Immune and virological benefits of 10 years of permanent viral control with antiretroviral therapy
Guihot, Améliea,b; Tubiana, Rolandb,c; Breton, Guillaumed; Marcelin, Anne-Genevièvee; Samri, Assiaa; Assoumou, Lambertc; Goncalves, Emiliaa; Bricaire, Françoisb; Costagliola, Dominiquec; Calvez, Vincente; Rouzioux, Christinef; Autran, Brigittea; Katlama, Christineb,c; Carcelain, Guislainea; ALT-ANRS CO-15 study group; DECAMUNE study group
aUPMC Univ Paris 06, INSERM, UMR945, AP-HP, Hôpital Pitié-Salpêtrière, Laboratoire d'Immunologie Cellulaire et Tissulaire, France
bService des Maladies Infectieuses et Tropicales, Hôpital Pitié-Salpêtrière, France
cINSERM, UMR S 943, France
dService de Médecine Interne, Hôpital Pitié-Salpêtrière, AP-HP, France
eLaboratoire de Virologie, Hôpital Pitié-Salpêtrière, AP-HP, INSERM UMR S 943, UPMC Univ Paris 06, France
fLaboratoire de Virologie, Hôpital Necker, AP-HP, EA 3620, Université René Descartes Paris V, Paris, France.

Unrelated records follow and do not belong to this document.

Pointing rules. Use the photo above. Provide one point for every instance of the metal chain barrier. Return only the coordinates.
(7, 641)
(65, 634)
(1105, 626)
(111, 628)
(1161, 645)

Received 11 September, 2009
Accepted 13 November, 2009
Correspondence to Guislaine Carcelain, MD, PhD, Laboratoire d'Immunologie Cellulaire et Tissulaire du Pr. Debré, UMR 945, Bâtiment CERVI, Hôpital Pitié-Salpêtrière, 47 bd de l'hôpital, 75013 Paris, France. Tel: +33 1 42 17 74 81; fax: +33 1 42 17 74 90; e-mail: firstname.lastname@example.org
The effects of a 10-year control of HIV replication without viral blips with antiretroviral therapy were examined in progressors. CD4 cell counts did not plateau but showed a continuous increase until the 10th year. Ultrasensitive techniques showed very low plasma HIV RNA and cell-associated DNA levels. Robust memory T cell responses to HIV-p24 were higher than in 3-year treated patients and comparable to those of Elite controllers, whereas interferon-γ-producing HIV-specific T cells were infrequent. Long-term and efficient antiretroviral therapy provides continuous benefits both on the immune system and on the HIV reservoirs.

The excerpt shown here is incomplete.